Une passerelle vers l’humain (5)

À SERY, on s’est dit que le projet Nous sommes Granby, inauguré en mai dernier sur la passerelle citoyenne du lac Boivin, était un bon prétexte pour s’intéresser aux immigrants mis en lumière à travers les jolis portraits d’Atelier 19 qui ornent cette traversée. Alors on a lancé quelques hameçons, avec la volonté d’en savoir plus sur ces personnes inspirantes. Plusieurs d’entre elles ont répondu à notre invitation, ravies de pouvoir nous partager un lopin de leur histoire. On vous présente Enock Mayogi pour l’épisode 5.

Rencontrer Enock, c’est d’abord apprendre une leçon. C’est lui qui vous la donne, avec son sourire en bandoulière et sa bonne humeur contagieuse. Enock est handicapé. Il doit à la guerre sa paralysie du côté gauche. La balle qui a pénétré son corps a modifié son existence, mais pas sa volonté. Ironie cruelle du destin : c’est au Rwanda, où lui et les siens avaient trouvé refuge en raison de conflits dans leur Congo natal, que sa vie a basculé.

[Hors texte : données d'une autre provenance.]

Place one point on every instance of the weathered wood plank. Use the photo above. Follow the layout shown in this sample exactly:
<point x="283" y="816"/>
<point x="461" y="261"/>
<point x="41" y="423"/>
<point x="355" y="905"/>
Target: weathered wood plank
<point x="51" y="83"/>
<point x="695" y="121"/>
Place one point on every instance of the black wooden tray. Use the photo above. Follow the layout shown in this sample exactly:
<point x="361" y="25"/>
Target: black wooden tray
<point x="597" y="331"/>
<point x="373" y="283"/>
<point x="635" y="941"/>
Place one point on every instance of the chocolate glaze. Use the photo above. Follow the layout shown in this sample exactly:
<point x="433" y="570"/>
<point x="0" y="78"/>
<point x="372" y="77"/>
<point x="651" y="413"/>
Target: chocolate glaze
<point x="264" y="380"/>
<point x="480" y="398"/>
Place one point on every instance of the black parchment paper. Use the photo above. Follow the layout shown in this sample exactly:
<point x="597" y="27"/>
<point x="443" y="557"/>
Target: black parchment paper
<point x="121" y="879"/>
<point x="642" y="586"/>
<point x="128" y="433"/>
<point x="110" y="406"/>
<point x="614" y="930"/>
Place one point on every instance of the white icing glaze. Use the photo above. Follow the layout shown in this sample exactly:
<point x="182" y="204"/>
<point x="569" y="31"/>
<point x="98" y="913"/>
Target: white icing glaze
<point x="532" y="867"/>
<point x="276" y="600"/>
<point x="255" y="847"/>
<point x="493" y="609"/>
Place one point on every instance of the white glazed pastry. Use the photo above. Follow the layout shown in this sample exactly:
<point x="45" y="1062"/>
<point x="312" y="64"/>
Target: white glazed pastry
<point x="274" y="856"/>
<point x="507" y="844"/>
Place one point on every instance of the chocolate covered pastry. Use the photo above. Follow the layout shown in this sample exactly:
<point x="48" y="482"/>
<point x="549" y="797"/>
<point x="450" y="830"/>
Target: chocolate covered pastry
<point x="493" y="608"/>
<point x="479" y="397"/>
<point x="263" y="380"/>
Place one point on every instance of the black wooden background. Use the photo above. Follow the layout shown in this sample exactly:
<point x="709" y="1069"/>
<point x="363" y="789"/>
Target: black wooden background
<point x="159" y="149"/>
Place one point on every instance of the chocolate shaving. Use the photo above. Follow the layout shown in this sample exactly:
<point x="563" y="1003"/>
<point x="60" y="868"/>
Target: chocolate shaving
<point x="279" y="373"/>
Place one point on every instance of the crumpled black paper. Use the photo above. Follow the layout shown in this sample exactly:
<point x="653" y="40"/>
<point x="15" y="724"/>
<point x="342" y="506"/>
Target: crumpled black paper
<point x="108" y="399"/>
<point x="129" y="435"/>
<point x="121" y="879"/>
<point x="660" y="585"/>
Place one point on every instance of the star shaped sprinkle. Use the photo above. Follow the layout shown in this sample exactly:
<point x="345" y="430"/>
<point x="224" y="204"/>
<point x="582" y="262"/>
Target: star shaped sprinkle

Avant notre rendez-vous, cet homme fonçant vers ses 34 ans avait annoncé qu’il viendrait avec son « motorisé ». L’auteur de ces lignes a alors pensé à une moto ou une autre monture de ce type. Quand on s’est rencontré, il a fallu se rendre à l’évidence. « D’habitude, je l’appelle ma Cadillac », dit-il à propos de son fauteuil électrique. Une vitesse maximale de 11 km/h pour une autonomie de 8 heures. Voilà pour la brève présentation de son compagnon de route, auquel il fait parfois des infidélités avec une canne de couleur rouge. Car Enock peut marcher. Après plusieurs opérations, il a pu goûter à la joie de se tenir à nouveau debout.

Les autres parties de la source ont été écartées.